Come evening he had accumulated some crates and aligned them in a sort of storage wall and he had made a firepit of old bricks and he had his eye on other goods which required but fall of dark to come by. By then he was uptown salvaging tins from trashcans for cook-ware. Appropriating the mattress from a lounge on a houseporch. All the redglobed lanterns from a ditchside where watermains were under repair.
He sat by the fire a long time after he had boiled and eaten the vegetables pilfered from gardens across the creek. His little grotto glowed with a hellish red from the lanterns and he reclined on the mattress and scratched himself and picked his teeth with a long yellow fingernail.
When Suttree came by next noon on his way to the market the city rat had just returned. He ushered in his guest expansively. How you like it, Sut?

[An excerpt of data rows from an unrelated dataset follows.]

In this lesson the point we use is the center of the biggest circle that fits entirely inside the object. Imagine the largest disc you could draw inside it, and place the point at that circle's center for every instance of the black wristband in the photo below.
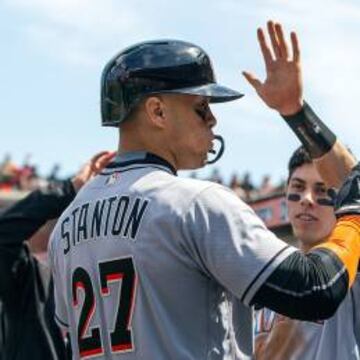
(315, 136)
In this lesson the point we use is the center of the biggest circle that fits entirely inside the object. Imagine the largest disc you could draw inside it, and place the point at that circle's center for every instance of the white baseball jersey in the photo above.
(336, 338)
(148, 265)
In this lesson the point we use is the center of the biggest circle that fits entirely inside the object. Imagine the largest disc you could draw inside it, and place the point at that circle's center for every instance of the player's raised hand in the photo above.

Suttree looked around, shaking his head.
What I like about it is they’s plenty of room. Dont you?
You better get rid of those parking meters, Suttree said.
Yeah. I’ll haul em off to the creek this evenin.
What’s in here? He was peering into the little concrete vault.
I dont know. It’s a slick place to keep your stuff though, aint it?
Overhead in the arches there was a dull snap and a violent flapping of wings.
Hot damn, said Harrogate, slapping his thigh.
A pigeon fluttered down brokenly and landed in the dust and wobbled and flopped. It had a rat trap about its neck.
That makes three, said Harrogate, scurrying to secure the bird.
Suttree stared after him. Harrogate removed the trap and climbed up into the vaulted undercarriage of the viaduct and reset it, scooping the scattered grain over it with one hand. Boy, he called down, his voice sepulchral, them sons of bitches is really dumb.
What are you going to do with them?
I got two in the pot yonder stewin up with some taters and stuff but if this keeps up I’m goin to sell em.
Who to?
Harrogate hopped down, the dust pluming from under his sneakers. He gave his trousers a swipe with his hands. Niggers, he said. Shit, they’ll buy anything.
Well, said Suttree. I was going to ask you if you wanted some fish but I guess you’ve got enough to eat for a while.